Low frequency electrical stimulation (LFS) can reduce neural excitability and suppress seizures in animals and patients with epilepsy. However the therapeutic outcome could benefit from the determination of the cell types involved in seizure suppression. We used optogenetic techniques to investigate the role of interneurons in LFS (1 Hz) in the epileptogenic hippocampus. Optical low frequency stimulation (oLFS) was first used to activate the cation channel channelrhodopsin-2 (ChR2) in the Thy1-ChR2 transgenic mouse that expresses ChR2 in both excitatory and inhibitory neurons. We found that oLFS could effectively reduce epileptiform activity in the hippocampus through the activation of GAD-expressing hippocampal interneurons. This was confirmed using the VGAT-ChR2 transgenic mouse, allowing for selective optical activation of only GABA interneurons. Activating hippocampal interneurons through oLFS was found to cause entrainment of neural activity similar to electrical stimulation, but through a GABAA-mediated mechanism. These results confirm the robustness of the LFS paradigm and indicate that GABA interneurons play an unexpected role of shaping inter-ictal activity to decrease neural excitability in the hippocampus.

Introduction

Epilepsy is a chronic disorder of the central nervous system characterized by recurrent, unprovoked seizures. Mesial temporal lobe epilepsy (MTLE) involving the hippocampus is a common type of epilepsy, often medically refractory and necessitating surgical resection if an epileptic focus can be identified (Wiebe et al., 2001). A less invasive alternative to surgery shown to reduce disease burden is deep brain electrical stimulation (DBS) (Fisher et al., 2010, Jobst et al., 2010, Morrell, 2011), although the optimal location and stimulus paradigm is highly debated and the mechanisms of seizure suppression remain poorly understood (Sunderam et al., 2010). Nonetheless, recent studies have shown low frequency electrical stimulation to be effective at suppressing epileptiform activity in animal models (Rashid et al., 2012) and reducing seizure frequency in patients (Koubeissi et al., 2013).

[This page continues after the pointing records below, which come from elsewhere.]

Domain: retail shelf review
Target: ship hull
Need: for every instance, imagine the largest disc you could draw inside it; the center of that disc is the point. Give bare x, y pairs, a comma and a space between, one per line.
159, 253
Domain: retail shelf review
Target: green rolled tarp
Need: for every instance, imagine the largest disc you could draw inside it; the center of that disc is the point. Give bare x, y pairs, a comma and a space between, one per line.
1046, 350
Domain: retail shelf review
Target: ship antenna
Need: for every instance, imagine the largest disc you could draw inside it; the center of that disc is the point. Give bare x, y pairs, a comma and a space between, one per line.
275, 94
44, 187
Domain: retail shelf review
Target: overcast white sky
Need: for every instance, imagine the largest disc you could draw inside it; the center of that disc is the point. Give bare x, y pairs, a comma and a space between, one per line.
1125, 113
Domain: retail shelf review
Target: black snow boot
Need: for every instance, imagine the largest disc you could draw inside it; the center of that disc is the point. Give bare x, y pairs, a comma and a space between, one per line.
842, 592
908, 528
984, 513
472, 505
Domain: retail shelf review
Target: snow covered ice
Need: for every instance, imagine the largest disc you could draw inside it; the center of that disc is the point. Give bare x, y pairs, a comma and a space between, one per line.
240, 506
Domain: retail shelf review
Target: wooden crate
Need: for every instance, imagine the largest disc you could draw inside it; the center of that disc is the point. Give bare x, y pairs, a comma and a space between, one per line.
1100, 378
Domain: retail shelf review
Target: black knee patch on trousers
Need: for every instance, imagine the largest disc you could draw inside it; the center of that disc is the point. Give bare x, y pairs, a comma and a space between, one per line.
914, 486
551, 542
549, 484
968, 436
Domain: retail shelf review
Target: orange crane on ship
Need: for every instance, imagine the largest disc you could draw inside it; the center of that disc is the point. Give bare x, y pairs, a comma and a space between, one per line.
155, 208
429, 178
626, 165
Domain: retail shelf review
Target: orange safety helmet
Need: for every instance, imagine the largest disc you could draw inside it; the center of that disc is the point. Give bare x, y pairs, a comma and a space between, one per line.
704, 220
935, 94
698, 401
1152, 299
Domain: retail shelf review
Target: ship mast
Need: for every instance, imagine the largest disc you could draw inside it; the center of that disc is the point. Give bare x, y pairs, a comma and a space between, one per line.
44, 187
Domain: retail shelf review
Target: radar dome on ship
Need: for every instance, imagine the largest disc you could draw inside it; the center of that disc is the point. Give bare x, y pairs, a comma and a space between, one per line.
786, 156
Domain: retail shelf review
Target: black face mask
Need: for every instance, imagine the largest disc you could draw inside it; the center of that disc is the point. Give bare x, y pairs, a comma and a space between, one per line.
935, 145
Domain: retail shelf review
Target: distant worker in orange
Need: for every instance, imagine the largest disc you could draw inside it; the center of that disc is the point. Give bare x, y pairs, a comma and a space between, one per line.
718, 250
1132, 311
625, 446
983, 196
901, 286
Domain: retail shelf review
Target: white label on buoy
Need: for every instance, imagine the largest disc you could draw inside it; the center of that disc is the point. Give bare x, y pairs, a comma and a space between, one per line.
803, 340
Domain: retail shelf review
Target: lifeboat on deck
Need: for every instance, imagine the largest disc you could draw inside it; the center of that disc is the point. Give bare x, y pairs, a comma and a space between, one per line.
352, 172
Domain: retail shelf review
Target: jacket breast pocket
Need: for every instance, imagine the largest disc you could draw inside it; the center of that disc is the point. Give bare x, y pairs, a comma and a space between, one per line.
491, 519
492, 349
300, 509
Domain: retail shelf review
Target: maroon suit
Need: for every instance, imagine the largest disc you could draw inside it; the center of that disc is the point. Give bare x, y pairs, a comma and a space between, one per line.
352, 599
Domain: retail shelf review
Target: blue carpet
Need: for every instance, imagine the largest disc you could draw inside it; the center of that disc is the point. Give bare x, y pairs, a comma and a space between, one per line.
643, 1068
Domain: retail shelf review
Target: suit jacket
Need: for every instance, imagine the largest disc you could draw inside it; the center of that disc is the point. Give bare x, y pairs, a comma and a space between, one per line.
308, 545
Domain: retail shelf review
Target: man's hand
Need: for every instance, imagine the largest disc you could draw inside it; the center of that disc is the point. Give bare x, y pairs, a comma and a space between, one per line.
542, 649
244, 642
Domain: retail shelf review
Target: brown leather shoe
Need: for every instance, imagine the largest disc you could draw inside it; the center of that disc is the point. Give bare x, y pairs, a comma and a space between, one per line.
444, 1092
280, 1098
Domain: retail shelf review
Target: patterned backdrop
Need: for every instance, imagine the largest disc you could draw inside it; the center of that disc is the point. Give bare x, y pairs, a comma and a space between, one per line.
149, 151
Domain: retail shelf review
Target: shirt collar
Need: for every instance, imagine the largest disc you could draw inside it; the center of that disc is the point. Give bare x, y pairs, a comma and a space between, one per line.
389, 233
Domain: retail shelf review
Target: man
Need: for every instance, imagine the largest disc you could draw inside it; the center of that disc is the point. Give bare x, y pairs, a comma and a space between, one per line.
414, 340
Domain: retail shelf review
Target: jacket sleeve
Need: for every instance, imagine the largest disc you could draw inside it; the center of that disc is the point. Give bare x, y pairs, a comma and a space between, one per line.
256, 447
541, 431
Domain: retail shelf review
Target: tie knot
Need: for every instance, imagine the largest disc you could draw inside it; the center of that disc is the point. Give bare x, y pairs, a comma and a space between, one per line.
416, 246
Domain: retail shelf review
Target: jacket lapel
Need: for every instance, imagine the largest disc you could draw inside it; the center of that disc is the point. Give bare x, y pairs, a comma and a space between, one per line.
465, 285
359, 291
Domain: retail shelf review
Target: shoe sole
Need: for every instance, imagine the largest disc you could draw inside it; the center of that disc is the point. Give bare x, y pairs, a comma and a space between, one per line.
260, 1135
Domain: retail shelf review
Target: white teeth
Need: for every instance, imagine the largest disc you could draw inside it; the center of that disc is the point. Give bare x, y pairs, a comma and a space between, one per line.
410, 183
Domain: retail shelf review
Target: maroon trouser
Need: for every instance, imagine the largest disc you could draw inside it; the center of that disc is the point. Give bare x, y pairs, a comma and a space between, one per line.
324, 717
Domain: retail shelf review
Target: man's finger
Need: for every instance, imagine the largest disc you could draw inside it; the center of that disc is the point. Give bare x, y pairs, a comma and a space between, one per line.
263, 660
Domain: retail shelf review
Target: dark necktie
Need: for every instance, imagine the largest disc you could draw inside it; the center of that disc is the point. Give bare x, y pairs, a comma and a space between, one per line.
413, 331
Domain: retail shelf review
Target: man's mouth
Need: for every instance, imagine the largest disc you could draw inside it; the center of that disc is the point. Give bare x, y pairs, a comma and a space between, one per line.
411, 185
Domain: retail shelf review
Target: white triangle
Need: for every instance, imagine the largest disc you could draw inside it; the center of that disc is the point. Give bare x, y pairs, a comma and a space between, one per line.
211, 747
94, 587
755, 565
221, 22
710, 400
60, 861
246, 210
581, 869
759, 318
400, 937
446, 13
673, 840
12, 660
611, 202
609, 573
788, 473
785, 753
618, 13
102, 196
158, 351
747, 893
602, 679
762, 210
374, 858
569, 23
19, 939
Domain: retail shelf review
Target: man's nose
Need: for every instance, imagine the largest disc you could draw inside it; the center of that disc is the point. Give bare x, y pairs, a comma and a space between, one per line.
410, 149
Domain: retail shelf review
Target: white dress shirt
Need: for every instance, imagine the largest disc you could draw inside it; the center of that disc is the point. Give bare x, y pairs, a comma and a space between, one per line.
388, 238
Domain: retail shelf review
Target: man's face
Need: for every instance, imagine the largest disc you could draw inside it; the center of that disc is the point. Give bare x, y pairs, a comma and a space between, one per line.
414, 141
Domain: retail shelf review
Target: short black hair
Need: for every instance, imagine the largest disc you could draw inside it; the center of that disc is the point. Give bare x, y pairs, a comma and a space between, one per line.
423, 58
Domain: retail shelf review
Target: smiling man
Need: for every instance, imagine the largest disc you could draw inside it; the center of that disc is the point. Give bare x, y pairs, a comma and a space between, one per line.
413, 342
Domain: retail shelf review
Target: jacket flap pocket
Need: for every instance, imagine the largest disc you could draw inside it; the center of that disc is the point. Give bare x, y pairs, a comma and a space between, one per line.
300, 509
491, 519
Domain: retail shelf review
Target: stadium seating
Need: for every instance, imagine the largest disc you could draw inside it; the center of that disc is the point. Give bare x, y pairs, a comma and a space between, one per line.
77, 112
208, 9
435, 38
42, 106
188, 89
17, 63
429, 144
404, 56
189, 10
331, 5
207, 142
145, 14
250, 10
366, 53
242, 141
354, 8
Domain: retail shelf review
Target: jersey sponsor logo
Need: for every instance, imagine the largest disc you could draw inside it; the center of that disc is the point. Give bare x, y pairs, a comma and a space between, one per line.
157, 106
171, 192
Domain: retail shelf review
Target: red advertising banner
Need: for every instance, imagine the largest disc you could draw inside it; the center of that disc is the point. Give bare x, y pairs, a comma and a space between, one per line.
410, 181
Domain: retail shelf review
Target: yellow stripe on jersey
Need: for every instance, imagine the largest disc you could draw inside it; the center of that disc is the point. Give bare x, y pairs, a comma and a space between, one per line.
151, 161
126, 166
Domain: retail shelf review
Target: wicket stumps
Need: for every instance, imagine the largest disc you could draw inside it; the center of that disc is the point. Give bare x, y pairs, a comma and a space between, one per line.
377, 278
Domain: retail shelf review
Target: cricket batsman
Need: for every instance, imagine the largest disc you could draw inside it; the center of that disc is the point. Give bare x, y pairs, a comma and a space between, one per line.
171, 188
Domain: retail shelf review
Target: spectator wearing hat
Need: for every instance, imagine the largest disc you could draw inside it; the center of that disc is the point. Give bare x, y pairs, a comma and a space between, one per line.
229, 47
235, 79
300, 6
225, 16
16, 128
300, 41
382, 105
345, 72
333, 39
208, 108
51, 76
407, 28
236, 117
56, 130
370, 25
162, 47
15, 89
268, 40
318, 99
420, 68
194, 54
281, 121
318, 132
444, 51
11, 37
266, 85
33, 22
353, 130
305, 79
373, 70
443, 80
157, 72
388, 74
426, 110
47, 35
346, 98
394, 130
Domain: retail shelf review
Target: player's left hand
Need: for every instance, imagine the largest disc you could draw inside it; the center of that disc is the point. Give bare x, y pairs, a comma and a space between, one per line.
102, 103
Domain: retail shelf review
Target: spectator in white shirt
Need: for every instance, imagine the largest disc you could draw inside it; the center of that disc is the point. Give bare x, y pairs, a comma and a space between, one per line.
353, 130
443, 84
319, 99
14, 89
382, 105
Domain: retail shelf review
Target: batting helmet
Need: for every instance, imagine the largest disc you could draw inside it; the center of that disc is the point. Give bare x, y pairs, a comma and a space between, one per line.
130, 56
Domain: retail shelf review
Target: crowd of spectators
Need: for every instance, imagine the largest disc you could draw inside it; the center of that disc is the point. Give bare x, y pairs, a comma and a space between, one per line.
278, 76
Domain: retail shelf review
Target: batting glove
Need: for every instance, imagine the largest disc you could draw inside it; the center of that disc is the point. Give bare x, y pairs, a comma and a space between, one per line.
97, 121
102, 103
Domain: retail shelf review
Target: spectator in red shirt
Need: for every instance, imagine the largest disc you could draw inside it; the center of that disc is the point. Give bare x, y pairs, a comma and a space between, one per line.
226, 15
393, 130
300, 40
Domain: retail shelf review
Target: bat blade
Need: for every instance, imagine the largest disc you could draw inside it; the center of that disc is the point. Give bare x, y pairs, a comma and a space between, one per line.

Despite the advantages offered by a low frequency electrical treatment strategy, the inherent lack of cell type-specificity in using an electrical stimulus to modulate neuronal activity may limit overall efficacy and create undesired side effects. The confounding effects from non-specific cell activation also make it difficult to determine the mechanisms responsible for the therapeutic effect. There is much debate over whether stimulation of the neurons at the seizure focus (Bragin et al., 2002), afferent connections (Yang et al., 2006), or even local glial cells (Tawfik et al., 2010) are important for reducing seizure activity. The emerging field of optogenetics can help address these questions by providing tools that allow for cell-specific activation (Boyden et al., 2005) or inhibition (Zhang et al., 2007, Chow et al., 2010) in a reversible manner with millisecond time resolution. These optogenetic constructs have recently been shown to suppress neuronal hyperactivity and seizure in various models epilepsy (Paz et al., 2013, Wykes et al., 2012, Krook-Magnuson et al., 2013) but can also be applied to elucidate the mechanisms seizure suppression.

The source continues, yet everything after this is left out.